Offered complete freedom to concept and plan the event, I was easily charmed by the sunshine and warmth of the prior week, so a free lemonade stand seemed like the best way to celebrate spring and meet some neighbors.
My neighbors are made up of a menagerie of hipsters, potheads, yuppies, drag kings and queens, homeless people, international students, musicians, vagabonds and plenty of us who don't quite fit into any single stereotype.
The Capitol Hill neighborhood in Seattle has always had character. The wealthiest pioneers built grand mansions on the very top of the hill more than a century ago that is now a delightfully antique residential area for modern-day upper-middle class families. For the past 50 years or so, the gay community has found the neighborhood welcoming, and it was home to the first ever pride parade. Nowadays, Forbes Magazine (clearly the most accredited judge of "cool") has ranked the neighborhood as one of
the hippest in the country.
Saturday's lemonade stand provided a conduit to actually talk to people walking past. Rather than the usual habit of avoiding eye contact, the lemonade stand was an in-your-face "Did you just say free lemonade!?" way to grab people's attention.

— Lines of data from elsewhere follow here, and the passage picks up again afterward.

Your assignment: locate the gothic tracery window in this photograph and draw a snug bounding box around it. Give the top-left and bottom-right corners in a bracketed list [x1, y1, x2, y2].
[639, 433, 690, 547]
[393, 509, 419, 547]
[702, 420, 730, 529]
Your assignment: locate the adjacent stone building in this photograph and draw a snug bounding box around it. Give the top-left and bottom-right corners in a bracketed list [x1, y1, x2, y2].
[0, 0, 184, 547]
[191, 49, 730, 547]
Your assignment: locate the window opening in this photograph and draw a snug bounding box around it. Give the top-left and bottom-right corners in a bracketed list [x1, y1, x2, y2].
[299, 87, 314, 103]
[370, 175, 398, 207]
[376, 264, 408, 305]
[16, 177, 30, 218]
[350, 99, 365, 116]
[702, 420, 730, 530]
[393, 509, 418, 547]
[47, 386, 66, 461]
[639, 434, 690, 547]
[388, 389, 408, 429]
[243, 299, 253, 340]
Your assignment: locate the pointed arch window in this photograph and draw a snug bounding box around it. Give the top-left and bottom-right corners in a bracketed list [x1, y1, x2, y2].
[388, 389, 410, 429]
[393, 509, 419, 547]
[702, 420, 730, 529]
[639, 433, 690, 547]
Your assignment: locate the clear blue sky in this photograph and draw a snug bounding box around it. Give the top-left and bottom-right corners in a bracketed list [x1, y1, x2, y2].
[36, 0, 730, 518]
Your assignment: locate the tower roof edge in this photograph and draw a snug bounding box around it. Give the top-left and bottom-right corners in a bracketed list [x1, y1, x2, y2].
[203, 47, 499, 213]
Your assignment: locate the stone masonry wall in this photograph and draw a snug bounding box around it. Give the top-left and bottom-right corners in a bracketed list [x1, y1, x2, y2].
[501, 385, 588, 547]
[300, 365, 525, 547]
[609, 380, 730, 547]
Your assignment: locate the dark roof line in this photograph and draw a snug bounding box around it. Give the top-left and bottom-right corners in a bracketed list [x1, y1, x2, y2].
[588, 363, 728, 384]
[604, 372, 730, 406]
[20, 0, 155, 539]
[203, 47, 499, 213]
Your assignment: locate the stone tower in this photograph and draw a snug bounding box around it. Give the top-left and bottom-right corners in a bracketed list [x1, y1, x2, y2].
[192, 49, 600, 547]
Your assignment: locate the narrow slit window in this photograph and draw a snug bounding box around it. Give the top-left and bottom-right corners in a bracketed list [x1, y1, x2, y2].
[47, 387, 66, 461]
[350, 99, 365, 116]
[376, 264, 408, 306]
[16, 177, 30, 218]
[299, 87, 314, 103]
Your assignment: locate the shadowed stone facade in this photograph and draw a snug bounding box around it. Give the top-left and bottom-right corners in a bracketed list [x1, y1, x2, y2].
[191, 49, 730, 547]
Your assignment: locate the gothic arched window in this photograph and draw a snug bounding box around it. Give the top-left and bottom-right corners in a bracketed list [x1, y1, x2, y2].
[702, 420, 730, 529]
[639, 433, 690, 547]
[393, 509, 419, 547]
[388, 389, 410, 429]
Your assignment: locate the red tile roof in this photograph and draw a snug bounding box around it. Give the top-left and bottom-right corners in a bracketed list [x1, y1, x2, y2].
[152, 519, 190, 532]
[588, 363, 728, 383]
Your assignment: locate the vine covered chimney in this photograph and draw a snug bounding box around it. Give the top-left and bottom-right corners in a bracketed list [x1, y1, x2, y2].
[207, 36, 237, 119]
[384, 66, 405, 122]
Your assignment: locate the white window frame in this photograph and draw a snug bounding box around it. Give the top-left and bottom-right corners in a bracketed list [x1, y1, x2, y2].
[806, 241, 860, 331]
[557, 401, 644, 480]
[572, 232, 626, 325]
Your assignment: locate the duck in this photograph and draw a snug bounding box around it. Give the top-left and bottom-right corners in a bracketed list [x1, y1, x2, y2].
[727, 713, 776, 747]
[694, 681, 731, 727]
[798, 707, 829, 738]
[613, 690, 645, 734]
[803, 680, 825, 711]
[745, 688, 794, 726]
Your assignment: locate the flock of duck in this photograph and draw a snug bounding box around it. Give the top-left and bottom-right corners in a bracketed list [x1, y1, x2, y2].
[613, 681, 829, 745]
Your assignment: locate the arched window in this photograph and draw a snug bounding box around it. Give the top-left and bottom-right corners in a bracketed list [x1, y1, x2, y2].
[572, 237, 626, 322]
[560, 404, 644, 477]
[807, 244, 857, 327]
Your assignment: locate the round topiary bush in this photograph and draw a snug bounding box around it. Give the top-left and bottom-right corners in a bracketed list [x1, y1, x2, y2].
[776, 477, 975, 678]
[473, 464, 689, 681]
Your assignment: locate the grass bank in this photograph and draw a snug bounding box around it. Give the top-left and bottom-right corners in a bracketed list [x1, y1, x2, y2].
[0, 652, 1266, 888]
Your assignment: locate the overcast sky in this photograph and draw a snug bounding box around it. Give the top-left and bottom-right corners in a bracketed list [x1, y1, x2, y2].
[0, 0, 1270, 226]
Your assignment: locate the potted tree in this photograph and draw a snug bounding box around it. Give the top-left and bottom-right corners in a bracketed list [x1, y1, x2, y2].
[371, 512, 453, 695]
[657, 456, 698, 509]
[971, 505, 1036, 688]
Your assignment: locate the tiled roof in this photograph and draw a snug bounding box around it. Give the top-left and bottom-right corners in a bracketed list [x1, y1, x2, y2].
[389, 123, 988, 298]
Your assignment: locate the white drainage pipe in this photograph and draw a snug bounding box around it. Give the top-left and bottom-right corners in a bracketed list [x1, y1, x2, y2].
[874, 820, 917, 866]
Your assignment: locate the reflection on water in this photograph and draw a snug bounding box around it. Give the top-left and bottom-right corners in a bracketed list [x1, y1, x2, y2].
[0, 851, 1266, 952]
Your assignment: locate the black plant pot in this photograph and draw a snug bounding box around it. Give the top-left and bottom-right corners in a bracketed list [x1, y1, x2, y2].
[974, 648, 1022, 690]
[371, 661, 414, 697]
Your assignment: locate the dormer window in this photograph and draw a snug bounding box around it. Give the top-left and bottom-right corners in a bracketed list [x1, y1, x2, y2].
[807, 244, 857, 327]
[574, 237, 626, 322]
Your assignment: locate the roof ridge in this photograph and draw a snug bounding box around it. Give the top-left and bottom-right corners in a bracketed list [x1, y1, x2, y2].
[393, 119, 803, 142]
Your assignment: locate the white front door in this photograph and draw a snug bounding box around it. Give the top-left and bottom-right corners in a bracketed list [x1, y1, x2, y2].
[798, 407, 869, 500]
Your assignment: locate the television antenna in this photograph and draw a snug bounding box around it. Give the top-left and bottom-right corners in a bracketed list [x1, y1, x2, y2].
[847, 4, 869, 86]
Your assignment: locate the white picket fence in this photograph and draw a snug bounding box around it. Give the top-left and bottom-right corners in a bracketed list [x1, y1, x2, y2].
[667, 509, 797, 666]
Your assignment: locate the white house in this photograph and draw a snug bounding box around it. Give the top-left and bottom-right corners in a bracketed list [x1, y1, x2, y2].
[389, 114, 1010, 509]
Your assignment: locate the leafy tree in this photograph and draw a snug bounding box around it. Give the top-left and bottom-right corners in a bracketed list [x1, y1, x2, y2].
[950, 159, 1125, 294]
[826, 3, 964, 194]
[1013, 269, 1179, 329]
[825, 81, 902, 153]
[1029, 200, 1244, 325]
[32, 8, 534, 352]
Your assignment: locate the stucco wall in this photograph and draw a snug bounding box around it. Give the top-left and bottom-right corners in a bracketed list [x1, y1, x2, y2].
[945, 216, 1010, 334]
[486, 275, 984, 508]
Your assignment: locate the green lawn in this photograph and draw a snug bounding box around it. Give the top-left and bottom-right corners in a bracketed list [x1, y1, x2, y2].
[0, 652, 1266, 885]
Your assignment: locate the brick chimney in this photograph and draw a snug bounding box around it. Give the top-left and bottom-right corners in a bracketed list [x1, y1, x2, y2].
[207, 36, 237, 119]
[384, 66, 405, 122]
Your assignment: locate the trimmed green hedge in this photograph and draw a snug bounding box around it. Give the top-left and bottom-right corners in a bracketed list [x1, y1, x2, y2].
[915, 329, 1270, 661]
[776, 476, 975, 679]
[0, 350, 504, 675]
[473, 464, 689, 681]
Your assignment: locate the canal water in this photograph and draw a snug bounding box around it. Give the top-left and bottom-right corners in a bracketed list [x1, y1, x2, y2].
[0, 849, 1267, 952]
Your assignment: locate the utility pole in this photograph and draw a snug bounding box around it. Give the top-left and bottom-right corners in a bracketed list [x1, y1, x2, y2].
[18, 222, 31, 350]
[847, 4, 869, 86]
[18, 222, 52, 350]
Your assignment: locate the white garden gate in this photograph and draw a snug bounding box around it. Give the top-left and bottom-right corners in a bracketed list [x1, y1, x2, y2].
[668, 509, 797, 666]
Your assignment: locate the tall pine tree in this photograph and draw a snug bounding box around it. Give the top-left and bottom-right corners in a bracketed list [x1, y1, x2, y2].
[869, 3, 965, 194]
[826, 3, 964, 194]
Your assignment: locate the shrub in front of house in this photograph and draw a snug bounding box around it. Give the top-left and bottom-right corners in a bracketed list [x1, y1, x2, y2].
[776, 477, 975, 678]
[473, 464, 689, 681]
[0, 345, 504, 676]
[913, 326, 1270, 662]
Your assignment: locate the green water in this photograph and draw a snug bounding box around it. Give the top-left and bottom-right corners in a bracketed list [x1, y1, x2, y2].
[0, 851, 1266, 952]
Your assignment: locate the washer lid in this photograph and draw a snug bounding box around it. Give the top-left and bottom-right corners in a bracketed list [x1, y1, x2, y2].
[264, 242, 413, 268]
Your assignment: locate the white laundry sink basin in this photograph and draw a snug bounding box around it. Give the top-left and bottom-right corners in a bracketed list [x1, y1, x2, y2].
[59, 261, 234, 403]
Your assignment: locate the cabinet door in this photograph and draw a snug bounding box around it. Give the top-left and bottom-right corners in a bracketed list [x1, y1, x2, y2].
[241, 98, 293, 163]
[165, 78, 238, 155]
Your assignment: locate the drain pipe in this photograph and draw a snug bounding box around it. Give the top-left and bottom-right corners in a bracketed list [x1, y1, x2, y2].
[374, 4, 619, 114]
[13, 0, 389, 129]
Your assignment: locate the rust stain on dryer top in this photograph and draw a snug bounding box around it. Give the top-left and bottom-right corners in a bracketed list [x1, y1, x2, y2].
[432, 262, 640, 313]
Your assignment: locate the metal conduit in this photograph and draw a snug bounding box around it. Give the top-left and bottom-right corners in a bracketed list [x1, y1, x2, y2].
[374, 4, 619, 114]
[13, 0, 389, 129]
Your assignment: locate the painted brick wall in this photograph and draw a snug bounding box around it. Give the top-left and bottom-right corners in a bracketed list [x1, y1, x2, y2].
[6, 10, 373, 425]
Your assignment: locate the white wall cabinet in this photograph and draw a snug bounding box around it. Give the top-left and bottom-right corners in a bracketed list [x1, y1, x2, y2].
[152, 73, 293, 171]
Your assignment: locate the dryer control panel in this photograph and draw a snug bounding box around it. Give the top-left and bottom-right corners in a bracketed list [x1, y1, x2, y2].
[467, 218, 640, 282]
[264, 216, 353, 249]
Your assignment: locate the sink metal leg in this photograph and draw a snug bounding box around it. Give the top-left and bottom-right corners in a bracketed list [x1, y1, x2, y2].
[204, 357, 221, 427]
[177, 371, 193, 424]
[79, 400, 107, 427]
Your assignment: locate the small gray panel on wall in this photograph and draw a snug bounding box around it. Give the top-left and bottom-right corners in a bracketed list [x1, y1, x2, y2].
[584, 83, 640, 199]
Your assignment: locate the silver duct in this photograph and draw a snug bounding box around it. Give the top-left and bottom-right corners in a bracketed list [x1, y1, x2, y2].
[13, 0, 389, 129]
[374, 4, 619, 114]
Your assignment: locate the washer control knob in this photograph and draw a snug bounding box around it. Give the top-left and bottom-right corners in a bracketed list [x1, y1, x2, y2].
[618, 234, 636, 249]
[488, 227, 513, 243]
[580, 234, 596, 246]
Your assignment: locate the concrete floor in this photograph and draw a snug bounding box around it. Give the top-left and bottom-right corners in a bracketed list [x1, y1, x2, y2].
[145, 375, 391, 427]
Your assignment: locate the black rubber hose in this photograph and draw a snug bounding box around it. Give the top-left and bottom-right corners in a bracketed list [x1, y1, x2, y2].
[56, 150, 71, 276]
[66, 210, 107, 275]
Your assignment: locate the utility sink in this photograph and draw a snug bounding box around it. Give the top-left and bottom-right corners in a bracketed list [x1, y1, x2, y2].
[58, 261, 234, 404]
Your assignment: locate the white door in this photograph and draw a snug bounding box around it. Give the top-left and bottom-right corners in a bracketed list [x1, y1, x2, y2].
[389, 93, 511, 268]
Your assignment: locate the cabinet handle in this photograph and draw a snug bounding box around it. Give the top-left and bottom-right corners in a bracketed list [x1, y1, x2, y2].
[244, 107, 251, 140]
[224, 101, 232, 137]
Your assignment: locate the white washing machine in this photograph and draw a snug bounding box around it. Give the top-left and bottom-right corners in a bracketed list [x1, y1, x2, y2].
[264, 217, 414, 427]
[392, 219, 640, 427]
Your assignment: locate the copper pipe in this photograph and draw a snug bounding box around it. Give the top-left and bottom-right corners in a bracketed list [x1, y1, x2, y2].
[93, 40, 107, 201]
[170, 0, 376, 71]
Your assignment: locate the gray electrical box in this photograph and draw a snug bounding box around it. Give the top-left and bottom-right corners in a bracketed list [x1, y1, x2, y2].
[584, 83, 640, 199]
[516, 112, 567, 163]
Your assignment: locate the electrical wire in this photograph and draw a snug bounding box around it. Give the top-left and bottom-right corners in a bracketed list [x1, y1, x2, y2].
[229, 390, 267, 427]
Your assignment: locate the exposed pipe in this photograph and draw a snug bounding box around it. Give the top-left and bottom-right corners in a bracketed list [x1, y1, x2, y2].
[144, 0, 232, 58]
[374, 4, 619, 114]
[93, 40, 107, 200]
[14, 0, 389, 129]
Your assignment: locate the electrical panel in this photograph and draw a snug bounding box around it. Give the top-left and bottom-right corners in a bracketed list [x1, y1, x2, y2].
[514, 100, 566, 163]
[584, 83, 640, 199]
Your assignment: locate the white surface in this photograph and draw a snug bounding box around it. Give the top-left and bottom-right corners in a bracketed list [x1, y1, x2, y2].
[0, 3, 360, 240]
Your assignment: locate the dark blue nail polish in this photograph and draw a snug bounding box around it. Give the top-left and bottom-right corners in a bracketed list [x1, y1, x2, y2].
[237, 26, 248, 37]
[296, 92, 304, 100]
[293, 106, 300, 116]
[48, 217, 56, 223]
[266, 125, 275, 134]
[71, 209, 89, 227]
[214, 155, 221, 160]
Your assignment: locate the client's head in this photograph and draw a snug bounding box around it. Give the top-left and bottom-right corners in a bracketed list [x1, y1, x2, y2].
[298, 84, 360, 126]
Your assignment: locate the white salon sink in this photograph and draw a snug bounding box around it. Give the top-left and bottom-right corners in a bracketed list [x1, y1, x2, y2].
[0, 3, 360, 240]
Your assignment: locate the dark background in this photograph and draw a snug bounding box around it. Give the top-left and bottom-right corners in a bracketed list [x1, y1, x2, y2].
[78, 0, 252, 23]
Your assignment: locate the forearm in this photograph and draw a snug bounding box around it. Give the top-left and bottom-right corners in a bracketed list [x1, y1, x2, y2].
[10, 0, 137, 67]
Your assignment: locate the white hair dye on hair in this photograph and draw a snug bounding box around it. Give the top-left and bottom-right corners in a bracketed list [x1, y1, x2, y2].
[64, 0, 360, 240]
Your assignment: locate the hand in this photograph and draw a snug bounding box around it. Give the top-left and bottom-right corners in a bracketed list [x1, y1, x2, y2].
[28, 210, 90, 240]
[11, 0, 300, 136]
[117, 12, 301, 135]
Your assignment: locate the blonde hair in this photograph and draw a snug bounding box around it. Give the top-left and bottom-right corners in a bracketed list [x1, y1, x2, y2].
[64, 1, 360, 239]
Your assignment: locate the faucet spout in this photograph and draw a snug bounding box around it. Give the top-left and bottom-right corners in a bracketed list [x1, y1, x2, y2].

"This is awesome! We need to have more things like this," was the resounding sentiment from most of the people. They wanted to get involved and learn how Seattle can become better connected through a GOOD Local chapter. Soon the sidewalk was decorated with hop scotch boards, doodles, and colorful praises for the neighborhood.
"I'm here visiting and things like this make me really wish my city was more like Seattle," one lady said as she stopped by. "This is such a neat community."
Those three hours on the busy corner also brought attention to glaring contradictions we have in our society. Some homeless people tried to give us donations of spare change, while several couples going to or from brunch skeptically stared at us as they walked by -- almost certain there had to be some sort of strings attached to our free offer.
However, several dozen neighbors stopped to grab a glass and talk about their Capitol Hill experience and how they would like to connect with their neighbors. It's evident there is a strong desire among people to genuinely engage as a more cohesive community. Saturday's lemonade stand was a baby step to start capturing some of that spirit and applying it towards good neighboring.